Os registros de produção, posse ou distribuição de material de abuso sexual infantil cresceram 25% no Brasil em 2025, segundo análise de registros policiais publicada no 20° Anuário Brasileiro de Segurança Pública. O anuário foi divulgado no dia 23.
Foi a primeira vez que o estudo avaliou esse tipo de crime, revelando a dinâmica própria de uma violência que ocorre no meio digital. Um dos dados que mais chamou a atenção dos pesquisadores foi que um terço das ocorrências envolve autores adolescentes.
Para Cauê Martins, coordenador de Infância e Juventude do Fórum Brasileiro de Segurança Pública e doutor em Sociologia pela Universidade de São Paulo, os dados sobre a idade dos autores mostram uma dessas características específicas, em que tanto vítimas quanto algozes são adolescentes.
"A gente percebe que é uma violência entre pares", diz o pesquisador.
34,2% dos registros de produção, posse ou distribuição de abuso sexual infantil envolvem autores adolescentes.
Jornal Nacional/ Reprodução
O estudo mostra que, em 34,2% dos casos, ou seja, em 1 a cada 3, os autores são adolescentes. Em 86,5% dos registros, havia apenas autores do sexo masculino.
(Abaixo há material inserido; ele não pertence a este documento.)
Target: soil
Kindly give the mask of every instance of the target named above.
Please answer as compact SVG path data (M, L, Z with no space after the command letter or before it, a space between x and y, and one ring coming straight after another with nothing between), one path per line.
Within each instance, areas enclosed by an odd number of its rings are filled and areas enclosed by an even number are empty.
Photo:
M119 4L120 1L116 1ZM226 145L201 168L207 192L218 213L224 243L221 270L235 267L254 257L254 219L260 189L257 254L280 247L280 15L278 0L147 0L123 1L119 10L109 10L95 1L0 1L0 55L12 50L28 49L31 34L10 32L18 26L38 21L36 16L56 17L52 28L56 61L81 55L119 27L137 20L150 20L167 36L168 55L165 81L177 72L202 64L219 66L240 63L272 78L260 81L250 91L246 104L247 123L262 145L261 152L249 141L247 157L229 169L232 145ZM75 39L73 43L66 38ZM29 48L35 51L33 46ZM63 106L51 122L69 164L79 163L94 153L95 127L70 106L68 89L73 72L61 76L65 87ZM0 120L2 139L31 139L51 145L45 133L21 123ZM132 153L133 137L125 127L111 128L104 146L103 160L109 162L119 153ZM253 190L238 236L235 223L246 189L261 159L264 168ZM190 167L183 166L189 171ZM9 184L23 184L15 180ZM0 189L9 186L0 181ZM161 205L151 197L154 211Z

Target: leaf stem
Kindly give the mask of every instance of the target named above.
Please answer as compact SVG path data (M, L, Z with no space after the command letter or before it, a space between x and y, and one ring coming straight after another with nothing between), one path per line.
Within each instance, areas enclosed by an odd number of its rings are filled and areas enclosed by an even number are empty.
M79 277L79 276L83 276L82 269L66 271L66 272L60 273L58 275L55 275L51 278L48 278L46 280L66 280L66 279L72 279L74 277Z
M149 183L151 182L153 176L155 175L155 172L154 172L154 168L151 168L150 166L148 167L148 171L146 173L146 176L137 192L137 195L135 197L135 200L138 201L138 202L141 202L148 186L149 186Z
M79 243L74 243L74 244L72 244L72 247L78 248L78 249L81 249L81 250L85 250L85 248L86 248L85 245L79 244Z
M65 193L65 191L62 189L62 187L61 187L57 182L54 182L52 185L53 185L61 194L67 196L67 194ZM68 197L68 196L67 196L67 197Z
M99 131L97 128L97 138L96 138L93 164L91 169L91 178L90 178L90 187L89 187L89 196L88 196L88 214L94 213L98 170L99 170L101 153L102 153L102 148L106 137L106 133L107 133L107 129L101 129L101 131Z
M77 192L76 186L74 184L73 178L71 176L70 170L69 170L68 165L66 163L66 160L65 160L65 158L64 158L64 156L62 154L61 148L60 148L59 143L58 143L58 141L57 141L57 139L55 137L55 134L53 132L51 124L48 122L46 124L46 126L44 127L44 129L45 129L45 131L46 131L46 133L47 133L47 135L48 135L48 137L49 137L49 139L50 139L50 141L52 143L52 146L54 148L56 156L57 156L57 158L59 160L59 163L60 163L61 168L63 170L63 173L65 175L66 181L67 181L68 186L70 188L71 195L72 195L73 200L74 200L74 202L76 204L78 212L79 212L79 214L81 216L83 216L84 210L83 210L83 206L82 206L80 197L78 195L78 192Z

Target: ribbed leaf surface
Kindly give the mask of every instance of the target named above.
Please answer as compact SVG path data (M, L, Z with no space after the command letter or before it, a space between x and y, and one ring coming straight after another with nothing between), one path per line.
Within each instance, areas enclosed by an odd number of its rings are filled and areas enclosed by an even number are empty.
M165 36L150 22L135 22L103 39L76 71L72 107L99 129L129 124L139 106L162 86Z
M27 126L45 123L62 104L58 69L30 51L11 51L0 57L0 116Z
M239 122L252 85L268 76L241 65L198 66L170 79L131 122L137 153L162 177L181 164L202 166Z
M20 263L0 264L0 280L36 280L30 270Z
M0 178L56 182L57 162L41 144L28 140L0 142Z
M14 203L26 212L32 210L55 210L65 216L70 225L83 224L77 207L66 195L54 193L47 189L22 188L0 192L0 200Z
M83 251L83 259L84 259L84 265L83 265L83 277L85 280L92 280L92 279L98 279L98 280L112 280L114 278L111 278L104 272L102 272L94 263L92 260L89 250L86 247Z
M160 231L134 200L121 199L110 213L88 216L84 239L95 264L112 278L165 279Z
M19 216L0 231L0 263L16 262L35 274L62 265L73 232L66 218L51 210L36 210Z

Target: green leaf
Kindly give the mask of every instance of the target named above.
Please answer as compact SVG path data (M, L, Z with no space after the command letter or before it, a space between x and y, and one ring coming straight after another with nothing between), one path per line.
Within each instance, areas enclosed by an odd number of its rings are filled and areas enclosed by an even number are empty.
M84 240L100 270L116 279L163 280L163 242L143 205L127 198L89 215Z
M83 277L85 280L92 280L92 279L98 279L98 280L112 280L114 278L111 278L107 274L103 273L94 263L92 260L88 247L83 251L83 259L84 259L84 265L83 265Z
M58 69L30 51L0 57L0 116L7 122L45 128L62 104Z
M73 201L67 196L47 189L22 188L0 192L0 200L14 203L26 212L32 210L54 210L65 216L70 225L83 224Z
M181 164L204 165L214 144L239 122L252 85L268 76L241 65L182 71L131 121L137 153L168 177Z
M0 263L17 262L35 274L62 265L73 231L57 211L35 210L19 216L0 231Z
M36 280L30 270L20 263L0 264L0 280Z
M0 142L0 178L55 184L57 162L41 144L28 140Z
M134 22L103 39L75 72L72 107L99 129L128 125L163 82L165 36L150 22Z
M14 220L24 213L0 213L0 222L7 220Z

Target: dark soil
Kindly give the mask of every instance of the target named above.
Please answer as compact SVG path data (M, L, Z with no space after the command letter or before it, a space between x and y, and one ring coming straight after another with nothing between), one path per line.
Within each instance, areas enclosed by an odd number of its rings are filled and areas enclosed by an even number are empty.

Casos com apenas autoras representaram 9,1%, enquanto 4,4% dos casos envolveram autoria múltipla.
O relatório destaca o que pode explicar o envolvimento de adolescentes nos crimes praticados em ambientes digitais. "É um fenômeno associado à ampliação do acesso às redes sociais, plataformas de mensagens e comunidades virtuais que difundem misoginia, sexualização precoce, discursos de dominação masculina e outras formas de radicalização online", diz o texto.
Quanto às vítimas, embora as ocorrências sejam registradas em todas as faixas etárias, a incidência cresce na entrada da adolescência. Segundo o estudo, 84,2% das vítimas são meninas e 78,3% têm entre 12 e 17 anos.
Vítimas por faixa etária
9 a 11 anos: 13,9%;
12 e 13 anos: 26,8%;
14 e 15 anos: 30%;
16 e 17 anos: 21,5%.
Em 2025, foram registrados 4.063 casos envolvendo vítimas de até 17 anos, um aumento de 25,3% em relação a 2024, com 3.280 ocorrências. Entre jovens de 18 e 19 anos, os registros passaram de 181 para 265, crescimento de 49%.
"A gente está diante de uma violência de gênero, que tem a ver com a disseminação de discursos de ódio contra as mulheres, com a sexualização precoce e com discursos de dominação masculina", diz Martins.
Segundo o Anuário, a expansão das tecnologias digitais mudou as formas de socialização de crianças e adolescentes e as dinâmicas da violência sexual. "Nesse novo contexto, modalidades de violência como o aliciamento, a produção, a posse e a distribuição de material de abuso sexual infantil passaram a ocupar lugar central entre os desafios contemporâneos da proteção integral de crianças e adolescentes", diz o relatório.
O enfrentamento desse fenômeno, na avaliação dos pesquisadores, exige uma compreensão mais ampla das transformações e a regulação das big techs. "A demora na construção de mecanismos regulatórios [.] permitiu a consolidação de espaços virtuais marcados pela difusão de violências persistentes contra crianças, adolescentes e mulheres", conclui o relatório.
Crescem registros de violência contra crianças e adolescentes nos lares
Os dados do 20º Anuário Brasileiro de Segurança Pública também mostram aumento nos crimes cometidos dentro do ambiente familiar contra crianças e adolescentes. As ocorrências de maus-tratos, abandono de incapaz e abandono material, praticamente dobraram desde 2021.
O crime de maus-tratos apresentou o avanço mais expressivo. Foram 38.986 registros em 2025, alta de 14,6% em relação ao ano anterior e de 106,1% na comparação com 2021. Mais da metade das vítimas (59,1%) tinha entre 0 e 9 anos.
O crescimento ocorreu em todas as faixas etárias:
0 a 4 anos: 16,3%;
5 a 9 anos: 14,9%;
10 a 13 anos: 10,9%;
14 a 17 anos: 17,2%.
Os registros de abandono de incapaz chegaram a 14.815, crescimento de 18,5% em relação a 2024. Já os registros de lesão corporal dolosa em contexto de violência doméstica contra vítimas de até 17 anos passaram de 20.911 para 21.811, alta de 5,5%. Entre jovens de 18 e 19 anos, houve queda, de 10.566 para 10.194 casos.
Para Martins, os dados refletem a permanência de uma cultura que usa a violência física como forma de disciplina, apesar dos avanços trazidos pelo Estatuto da Criança e do Adolescente (ECA).